In (Interpret) — C4 Validation × R4 Emerging

Status: 🟡 Gap

Aspect Status
Current Not implemented
Roadmap Explainability for agent decisions
Opportunity “Why did Elena suggest this?” transparency

Business Value: Critical for regulated industries. Enables audit trails for AI-assisted decisions.


Th (Thinking) — C5 Models × R4 Emerging

Status: 🟢 Strong

Aspect Engram Implementation
Component Extended thinking in workflows
Location Temporal activity design
Strength Multi-step reasoning with query handlers for progress
Architecture Workflows support long-running “thinking” tasks

Business Value: Complex reasoning isn’t rushed. Story generation takes 2-3 minutes because quality matters more than speed.

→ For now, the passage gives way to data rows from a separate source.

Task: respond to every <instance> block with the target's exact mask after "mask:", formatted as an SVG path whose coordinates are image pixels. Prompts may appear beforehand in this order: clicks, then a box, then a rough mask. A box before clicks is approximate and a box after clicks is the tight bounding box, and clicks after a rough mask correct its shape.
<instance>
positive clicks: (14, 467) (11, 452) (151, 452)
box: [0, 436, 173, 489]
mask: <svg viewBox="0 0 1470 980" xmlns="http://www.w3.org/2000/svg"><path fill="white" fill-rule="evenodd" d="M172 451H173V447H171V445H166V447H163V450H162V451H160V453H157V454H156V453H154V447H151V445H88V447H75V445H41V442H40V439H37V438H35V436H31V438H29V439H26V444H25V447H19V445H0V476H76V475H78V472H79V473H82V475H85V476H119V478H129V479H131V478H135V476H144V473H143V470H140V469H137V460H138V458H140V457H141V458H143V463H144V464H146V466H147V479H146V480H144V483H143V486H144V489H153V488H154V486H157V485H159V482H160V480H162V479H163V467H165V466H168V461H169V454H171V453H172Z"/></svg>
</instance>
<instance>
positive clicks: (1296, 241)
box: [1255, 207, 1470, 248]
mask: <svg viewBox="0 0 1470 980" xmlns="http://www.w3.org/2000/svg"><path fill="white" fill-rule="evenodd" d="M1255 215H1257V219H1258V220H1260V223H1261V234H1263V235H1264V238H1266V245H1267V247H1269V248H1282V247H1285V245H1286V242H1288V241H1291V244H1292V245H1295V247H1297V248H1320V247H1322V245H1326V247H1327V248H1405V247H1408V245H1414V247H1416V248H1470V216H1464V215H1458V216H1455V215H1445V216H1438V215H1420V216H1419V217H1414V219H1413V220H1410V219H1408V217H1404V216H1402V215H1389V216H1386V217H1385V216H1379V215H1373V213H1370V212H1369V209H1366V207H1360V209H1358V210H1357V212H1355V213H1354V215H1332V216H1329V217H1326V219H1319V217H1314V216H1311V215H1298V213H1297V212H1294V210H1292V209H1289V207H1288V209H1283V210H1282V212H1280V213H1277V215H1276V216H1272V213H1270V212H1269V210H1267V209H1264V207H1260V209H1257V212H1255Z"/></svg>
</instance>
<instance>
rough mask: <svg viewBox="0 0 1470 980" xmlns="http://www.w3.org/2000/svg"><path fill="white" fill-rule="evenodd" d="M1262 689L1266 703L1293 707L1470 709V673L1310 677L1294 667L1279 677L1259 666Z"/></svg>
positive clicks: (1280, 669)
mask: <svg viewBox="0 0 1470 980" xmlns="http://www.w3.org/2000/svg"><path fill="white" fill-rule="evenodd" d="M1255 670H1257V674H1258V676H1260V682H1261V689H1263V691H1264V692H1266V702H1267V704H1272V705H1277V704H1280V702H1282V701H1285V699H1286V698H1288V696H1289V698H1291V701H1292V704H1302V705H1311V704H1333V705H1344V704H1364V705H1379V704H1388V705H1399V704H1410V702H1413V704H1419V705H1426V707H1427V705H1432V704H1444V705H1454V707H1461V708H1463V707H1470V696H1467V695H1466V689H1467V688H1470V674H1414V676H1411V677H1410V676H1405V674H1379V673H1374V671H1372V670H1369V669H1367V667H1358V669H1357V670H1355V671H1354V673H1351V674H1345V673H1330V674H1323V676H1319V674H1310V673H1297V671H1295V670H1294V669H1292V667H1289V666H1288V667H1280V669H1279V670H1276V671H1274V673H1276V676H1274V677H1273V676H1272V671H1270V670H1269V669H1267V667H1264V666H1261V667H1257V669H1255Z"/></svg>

Competitive Position Summary

Status Count Elements
🟢 Strong 12 Pr, Em, Lg, Fc, Vx, Rg, Gr, Mm, Ag, Fw, Ma, Sy, Gk, Th
🟡 Emerging/Gap 4 Ft, Rt, Sm, In

Unique Differentiator: Gk (Graph Knowledge)

Engram is the only platform with production-ready Graph Knowledge implementation. While:

  • OpenAI offers GPT-4 (Lg) and function calling (Fc)
  • Anthropic offers Claude (Lg) and thinking (Th)
  • Microsoft offers Azure AI (Lg) with guardrails (Gr)

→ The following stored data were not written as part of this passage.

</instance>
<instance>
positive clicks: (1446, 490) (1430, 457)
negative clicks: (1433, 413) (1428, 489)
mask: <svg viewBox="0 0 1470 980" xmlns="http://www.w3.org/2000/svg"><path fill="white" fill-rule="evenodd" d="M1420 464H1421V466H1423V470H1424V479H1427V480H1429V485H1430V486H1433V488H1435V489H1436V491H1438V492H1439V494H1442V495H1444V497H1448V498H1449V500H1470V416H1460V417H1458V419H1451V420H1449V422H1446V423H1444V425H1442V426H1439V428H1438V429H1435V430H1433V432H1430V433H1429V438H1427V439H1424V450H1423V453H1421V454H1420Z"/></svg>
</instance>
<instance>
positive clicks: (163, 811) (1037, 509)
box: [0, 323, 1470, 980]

Only Engram combines all of these with temporal knowledge graphs that enable true context engineering.


Roadmap Priorities

  1. Sm (Small Models): Deploy Phi-4 or Granite for high-volume edge scenarios
  2. In (Interpret): Build explainability layer for enterprise compliance
  3. Rt (Red-team): Integrate adversarial testing for security assurance
  4. Ft (Finetune): Custom models for domain-specific tasks

Visual: Engram on the AI Periodic Table

     C1 Reactive   C2 Retrieval   C3 Orchestration   C4 Validation   C5 Models
   ┌──────────────┬──────────────┬──────────────────┬───────────────┬──────────────┐
R1 │   🟢 Pr      │   🟢 Em      │                  │               │   🟢 Lg      │
   │   Prompts    │  Embeddings  │                  │               │    LLM       │
   ├──────────────┼──────────────┼──────────────────┼───────────────┼──────────────┤
R2 │   🟢 Fc      │   🟢 Vx      │     🟢 Rg        │    🟢 Gr      │   🟢 Mm      │
   │ Function Call│   Vector     │      RAG         │  Guardrails   │  Multimodal  │
   ├──────────────┼──────────────┼──────────────────┼───────────────┼──────────────┤
R3 │   🟢 Ag      │   🟡 Ft      │     🟢 Fw        │    🟡 Rt      │   🟡 Sm      │
   │    Agent     │  Finetune    │   Framework      │  Red-team     │    Small     │
   ├──────────────┼──────────────┼──────────────────┼───────────────┼──────────────┤
R4 │   🟢 Ma      │   🟢 Sy      │     ⭐ Gk        │    🟡 In      │   🟢 Th      │
   │ Multi-agent  │  Synthetic   │ Graph Knowledge  │  Interpret    │  Thinking    │
   └──────────────┴──────────────┴──────────────────┴───────────────┴──────────────┘

🟢 = Strong    🟡 = Gap/Emerging    ⭐ = Unique Differentiator

This business plan was prepared by Elena Rivera, Chief Strategy Officer for Engram.